The fatal flaw in defendant’s Hancock Amendment defense is that it too cannot point to any Missouri rule or law requiring it to operate a water treatment plant. Private companies as well as public entities provide the same services. (Mohammadi Affd.). Defendant simply cannot establish that the activity it is engaged in is required by the state.
Defendant cites several cases in support of its position, but they are easily distinguishable. In each case defendant highlighted, the complaining entity was required, by statute, to perform an activity. For example, the court, in Missouri Mun. League v. Brunner, found that a statute imposing an increased level of activity on local governments to develop, operate and close solid waste landfills without appropriating state funds for the increased costs violated the Hancock Amendment. 740 S.W.2d 957, 958 (Mo.1987) (en banc). The local governments, however, were already required by law to provide for the collection and disposal of solid wastes. Mo.Ann.Stat. § 260.215 (Vernon 1990). In City of Jefferson v. Missouri Dept. of Natural Resources, a statute required every city over 500 and every county to file a new solid waste plan addressing additional issues. 916 S.W.2d 794, 795 (Mo.1996) (en banc). In Boone County Court v. State of Missouri, a statute required second class counties to increase the annual salaries of collectors. 631 S.W.2d 321, 323 (Mo.1982) (en banc).
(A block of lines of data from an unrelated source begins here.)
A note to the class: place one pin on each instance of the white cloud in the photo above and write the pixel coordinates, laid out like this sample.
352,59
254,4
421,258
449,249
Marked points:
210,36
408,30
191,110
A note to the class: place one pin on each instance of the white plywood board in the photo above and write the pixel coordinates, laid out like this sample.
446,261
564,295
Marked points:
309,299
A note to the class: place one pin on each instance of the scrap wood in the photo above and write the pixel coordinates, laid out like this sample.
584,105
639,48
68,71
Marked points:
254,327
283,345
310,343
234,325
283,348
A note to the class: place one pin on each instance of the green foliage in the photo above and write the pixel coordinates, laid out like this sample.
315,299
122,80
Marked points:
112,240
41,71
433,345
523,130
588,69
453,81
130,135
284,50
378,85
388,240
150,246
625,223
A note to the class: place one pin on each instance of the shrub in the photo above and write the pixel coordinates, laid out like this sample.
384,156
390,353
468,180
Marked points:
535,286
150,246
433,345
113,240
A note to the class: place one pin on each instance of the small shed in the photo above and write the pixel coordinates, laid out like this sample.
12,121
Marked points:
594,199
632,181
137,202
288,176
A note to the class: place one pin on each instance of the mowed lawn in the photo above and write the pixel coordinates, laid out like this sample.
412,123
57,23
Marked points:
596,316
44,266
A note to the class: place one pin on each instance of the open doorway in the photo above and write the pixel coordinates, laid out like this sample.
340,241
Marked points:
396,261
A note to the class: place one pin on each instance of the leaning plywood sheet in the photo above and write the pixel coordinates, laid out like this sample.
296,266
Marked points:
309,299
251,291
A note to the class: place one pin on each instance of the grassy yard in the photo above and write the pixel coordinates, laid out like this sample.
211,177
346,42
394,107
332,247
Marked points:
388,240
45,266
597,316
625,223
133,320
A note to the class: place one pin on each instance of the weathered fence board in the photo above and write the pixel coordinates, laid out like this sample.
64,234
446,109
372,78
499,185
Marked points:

Unlike the entities in the cited cases, defendant cannot point to a statute requiring it to perform an activity. Only after defendant chose to operate a water treatment plant was the permit statute triggered. As a result, the Hancock Amendment is not implicated and plaintiff is entitled to judgment as a matter of law.
Conclusion
For the reasons outlined above, plaintiffs Motion for Summary Judgment is granted and defendant’s Cross-Motion for Summary Judgment is denied. Because the parties seem to disagree about the amount owed for past permits and interest, this Court shall delay entering judgement until the remedy issue can be briefed.
Accordingly, it is hereby
ORDERED that plaintiffs Motion for Summary Judgment (doc. # 17) is granted. It is further
ORDERED that defendant’s Cross-Motion for Summary Judgment (doc. # 18) is denied. It is further
ORDERED that plaintiff shall file on or before July 11, 1996 a brief outlining the remedies sought. It is further
ORDERED that defendant shall file on or before July 18, 1996 a Response to plaintiffs filing.